Crunch Floor
Learn how to do the Crunch Floor with proper form and technique. This body weight exercise primarily targets your Abs, with secondary emphasis on Hip Flexors.

How to Do the Crunch Floor
Follow these steps to perform the Crunch Floor with correct form:
- 1Lie flat on your back with your knees bent and feet flat on the ground.
- 2Place your hands behind your head with your elbows pointing outwards.
- 3Engage your abs and lift your shoulders off the ground, curling forward towards your knees.
- 4Pause for a moment at the top, then slowly lower your shoulders back down to the starting position.
- 5Repeat for the desired number of repetitions.
Crunch Floor Muscles Worked
Primary
Secondary
Exercise Details
- Equipment
- body weight
- Body Part
- waist
- Category
- Main
Related Exercises
Frequently Asked Questions
What muscles does the Crunch Floor work?
The Crunch Floor primarily targets your Abs. Secondary muscles worked include Hip Flexors. This makes it an effective exercise for developing your waist.
Do I need equipment for the Crunch Floor?
No. The Crunch Floor is a bodyweight exercise that requires no equipment.

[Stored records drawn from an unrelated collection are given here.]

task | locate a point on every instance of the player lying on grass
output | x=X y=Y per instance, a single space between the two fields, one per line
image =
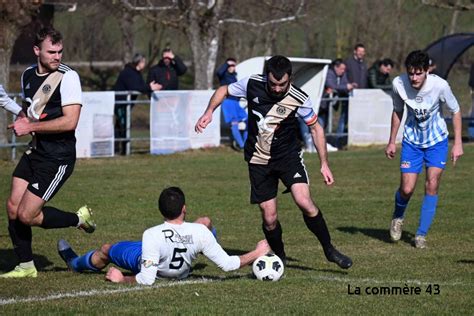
x=166 y=250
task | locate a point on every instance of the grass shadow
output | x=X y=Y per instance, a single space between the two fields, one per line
x=376 y=233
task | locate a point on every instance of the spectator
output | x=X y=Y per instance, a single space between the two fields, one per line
x=337 y=85
x=165 y=73
x=129 y=79
x=233 y=113
x=357 y=68
x=379 y=75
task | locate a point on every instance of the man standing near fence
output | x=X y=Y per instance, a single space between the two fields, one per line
x=425 y=139
x=53 y=97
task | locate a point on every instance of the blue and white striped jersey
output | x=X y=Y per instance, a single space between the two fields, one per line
x=424 y=125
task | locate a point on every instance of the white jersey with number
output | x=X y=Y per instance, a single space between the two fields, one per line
x=425 y=125
x=169 y=249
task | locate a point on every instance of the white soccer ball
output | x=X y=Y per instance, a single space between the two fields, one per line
x=268 y=268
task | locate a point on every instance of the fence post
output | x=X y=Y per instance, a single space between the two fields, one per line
x=127 y=124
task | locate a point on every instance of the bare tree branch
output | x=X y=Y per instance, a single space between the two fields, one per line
x=466 y=5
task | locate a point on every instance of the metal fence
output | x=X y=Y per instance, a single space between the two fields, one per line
x=128 y=139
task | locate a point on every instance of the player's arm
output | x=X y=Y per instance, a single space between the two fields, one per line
x=307 y=113
x=67 y=122
x=449 y=99
x=217 y=98
x=237 y=89
x=397 y=114
x=8 y=104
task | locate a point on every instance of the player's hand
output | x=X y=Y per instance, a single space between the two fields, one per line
x=327 y=174
x=21 y=127
x=114 y=275
x=456 y=153
x=263 y=247
x=203 y=121
x=390 y=151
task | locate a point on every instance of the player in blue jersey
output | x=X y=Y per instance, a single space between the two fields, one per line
x=165 y=251
x=425 y=139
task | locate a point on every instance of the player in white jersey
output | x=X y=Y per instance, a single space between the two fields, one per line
x=166 y=250
x=425 y=139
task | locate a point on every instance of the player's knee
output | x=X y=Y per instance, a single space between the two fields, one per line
x=104 y=250
x=406 y=191
x=25 y=217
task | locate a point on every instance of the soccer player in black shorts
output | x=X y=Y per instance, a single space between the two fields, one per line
x=53 y=97
x=273 y=152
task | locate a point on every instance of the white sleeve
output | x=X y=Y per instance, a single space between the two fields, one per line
x=239 y=88
x=398 y=103
x=214 y=252
x=308 y=115
x=7 y=103
x=449 y=99
x=150 y=260
x=71 y=92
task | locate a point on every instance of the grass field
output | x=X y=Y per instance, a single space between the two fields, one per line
x=123 y=192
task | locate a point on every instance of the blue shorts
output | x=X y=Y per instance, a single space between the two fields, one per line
x=127 y=255
x=412 y=157
x=232 y=111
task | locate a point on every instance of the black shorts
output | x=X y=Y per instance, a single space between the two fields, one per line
x=45 y=176
x=264 y=178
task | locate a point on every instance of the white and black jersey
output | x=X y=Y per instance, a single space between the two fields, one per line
x=45 y=95
x=272 y=122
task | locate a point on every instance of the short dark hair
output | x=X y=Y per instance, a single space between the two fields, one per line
x=337 y=62
x=46 y=32
x=137 y=58
x=417 y=59
x=171 y=202
x=387 y=62
x=278 y=65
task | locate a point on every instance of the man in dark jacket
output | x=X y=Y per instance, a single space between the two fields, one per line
x=166 y=72
x=129 y=79
x=357 y=68
x=379 y=75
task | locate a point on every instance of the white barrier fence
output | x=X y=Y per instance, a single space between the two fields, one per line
x=370 y=114
x=173 y=115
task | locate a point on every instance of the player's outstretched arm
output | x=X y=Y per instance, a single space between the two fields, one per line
x=319 y=140
x=217 y=98
x=261 y=249
x=391 y=148
x=67 y=122
x=457 y=150
x=116 y=276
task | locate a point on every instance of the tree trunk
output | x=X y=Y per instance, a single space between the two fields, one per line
x=7 y=39
x=202 y=31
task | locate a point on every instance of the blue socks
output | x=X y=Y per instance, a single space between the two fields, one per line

You can perform it anywhere with enough space.
How do I perform the Crunch Floor with proper form?
Start by lie flat on your back with your knees bent and feet flat on the ground.. Place your hands behind your head with your elbows pointing outwards. Engage your abs and lift your shoulders off the ground, curling forward towards your knees. Focus on controlled movement throughout the entire range of motion. See the full step-by-step instructions above for complete form guidance.